In 2011 the Coalition Government in Britain defined what they saw as fundamental British values. Schools are now at the forefront of promoting “democracy, the rule of law, individual liberty, and mutual respect and tolerance of those with different faiths and beliefs.” The values are all important, but are they succeeding in making us more tolerant of other people?

Whilst we all know that others must make allowances for our failings, the standards we demand of others are very high. We don’t tolerate failure. Politicians who fall short must resign. Heads of large organisations, both private and public, must be held to account for the failings of everyone under them. Managers of football teams who do not deliver the success the owners and supporters demand are sacked. Yet all who resign, or are sacked, are replaced by equally fallible people!

Jesus gave special encouragement to those who had failed. He was severely criticised, and ultimately condemned to die, by self-righteous, hypocritical religious leaders. They were extremely intolerant of those who failed to keep the man-made rules they had imposed.
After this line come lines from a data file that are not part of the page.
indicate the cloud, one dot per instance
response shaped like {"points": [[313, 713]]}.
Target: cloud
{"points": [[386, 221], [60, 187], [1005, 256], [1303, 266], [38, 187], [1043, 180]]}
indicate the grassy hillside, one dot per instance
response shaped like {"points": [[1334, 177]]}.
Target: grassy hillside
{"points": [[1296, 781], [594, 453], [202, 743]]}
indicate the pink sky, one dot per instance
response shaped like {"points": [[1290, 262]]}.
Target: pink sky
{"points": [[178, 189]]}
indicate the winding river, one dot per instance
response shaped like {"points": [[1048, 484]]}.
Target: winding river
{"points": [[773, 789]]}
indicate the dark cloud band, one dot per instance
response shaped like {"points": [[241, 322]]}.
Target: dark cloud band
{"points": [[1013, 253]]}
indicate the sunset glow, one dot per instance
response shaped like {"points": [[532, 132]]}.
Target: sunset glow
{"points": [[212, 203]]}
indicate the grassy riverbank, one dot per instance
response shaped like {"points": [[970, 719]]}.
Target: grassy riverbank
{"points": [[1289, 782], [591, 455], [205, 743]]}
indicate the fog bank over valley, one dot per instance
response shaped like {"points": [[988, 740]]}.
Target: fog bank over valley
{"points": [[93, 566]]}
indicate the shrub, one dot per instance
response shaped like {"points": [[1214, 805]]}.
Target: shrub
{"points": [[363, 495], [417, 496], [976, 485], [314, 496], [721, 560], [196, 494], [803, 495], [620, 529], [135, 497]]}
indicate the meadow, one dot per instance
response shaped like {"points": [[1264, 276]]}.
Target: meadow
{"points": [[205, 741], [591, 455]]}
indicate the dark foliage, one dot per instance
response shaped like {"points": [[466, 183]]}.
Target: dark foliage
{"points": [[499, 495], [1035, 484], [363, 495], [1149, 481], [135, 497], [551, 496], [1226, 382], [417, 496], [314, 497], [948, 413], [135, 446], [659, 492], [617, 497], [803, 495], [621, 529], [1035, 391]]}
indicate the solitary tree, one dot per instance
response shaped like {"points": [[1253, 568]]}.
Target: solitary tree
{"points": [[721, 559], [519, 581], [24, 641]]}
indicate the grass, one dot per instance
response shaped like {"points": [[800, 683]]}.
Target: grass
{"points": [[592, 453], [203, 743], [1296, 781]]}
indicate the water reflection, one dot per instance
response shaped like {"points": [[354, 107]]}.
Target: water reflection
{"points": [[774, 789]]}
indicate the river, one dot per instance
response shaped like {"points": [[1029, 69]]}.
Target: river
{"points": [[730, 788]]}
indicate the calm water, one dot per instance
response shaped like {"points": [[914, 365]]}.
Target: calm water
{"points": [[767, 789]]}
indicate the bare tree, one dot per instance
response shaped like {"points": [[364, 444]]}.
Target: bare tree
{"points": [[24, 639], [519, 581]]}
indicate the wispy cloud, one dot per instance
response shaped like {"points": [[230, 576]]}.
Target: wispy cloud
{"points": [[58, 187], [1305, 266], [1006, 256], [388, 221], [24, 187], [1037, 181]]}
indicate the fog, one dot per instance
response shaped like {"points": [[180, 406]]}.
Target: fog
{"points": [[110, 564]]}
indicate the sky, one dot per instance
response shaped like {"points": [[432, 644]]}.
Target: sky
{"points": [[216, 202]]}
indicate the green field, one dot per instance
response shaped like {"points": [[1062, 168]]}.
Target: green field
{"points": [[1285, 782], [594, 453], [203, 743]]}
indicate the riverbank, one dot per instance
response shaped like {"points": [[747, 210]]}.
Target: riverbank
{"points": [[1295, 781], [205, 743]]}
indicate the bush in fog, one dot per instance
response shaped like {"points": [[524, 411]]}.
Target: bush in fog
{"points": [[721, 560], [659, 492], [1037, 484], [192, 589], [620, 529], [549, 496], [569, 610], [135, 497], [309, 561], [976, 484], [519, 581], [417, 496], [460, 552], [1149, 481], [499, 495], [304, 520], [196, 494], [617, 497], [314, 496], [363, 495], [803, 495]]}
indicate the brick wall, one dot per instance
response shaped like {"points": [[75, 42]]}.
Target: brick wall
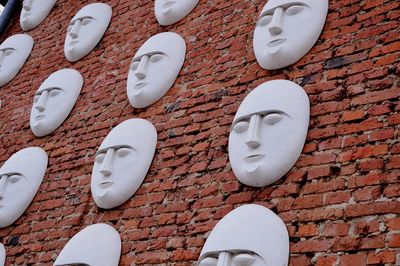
{"points": [[341, 201]]}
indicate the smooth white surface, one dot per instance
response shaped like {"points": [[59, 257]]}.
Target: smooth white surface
{"points": [[250, 235], [86, 29], [122, 162], [34, 12], [2, 255], [54, 100], [98, 244], [170, 11], [14, 51], [20, 179], [286, 30], [154, 68], [268, 132]]}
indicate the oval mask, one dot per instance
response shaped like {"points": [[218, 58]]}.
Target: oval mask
{"points": [[122, 162], [14, 52], [250, 235], [85, 30], [34, 12], [98, 244], [286, 30], [20, 179], [54, 100], [268, 132], [154, 68]]}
But people who knew they had failed by breaking God’s commands were drawn to Jesus. He gave them hope of forgiveness and a new beginning.

Jesus told them a story to show what God, his heavenly Father, is really like. He is wonderfully gracious and offers us a second chance when we seriously fail and mess up. In the story a son rebelled against his father, took his share of the family inheritance and went to a distant country where he threw himself into wild living. He denied himself no pleasure but soon spent all his money and was struggling to survive. Then he came to his senses and realised he had to go back to his father and admit that he had sinned against him and against God.

While he was still a long way off, his father saw him coming. Filled with love and compassion, he ran to his son, embraced him, and kissed him. His son said to him, “Father, I have sinned against both heaven and you, and am no longer worthy of being called your son.” But his father said to the servants, “Quick! Bring the finest robe in the house and put it on him. Get a ring for his finger and sandals for his feet and kill the fattened calf. We must celebrate with a feast, for this son of mine was dead and has now returned to life. He was lost, but now he is found.”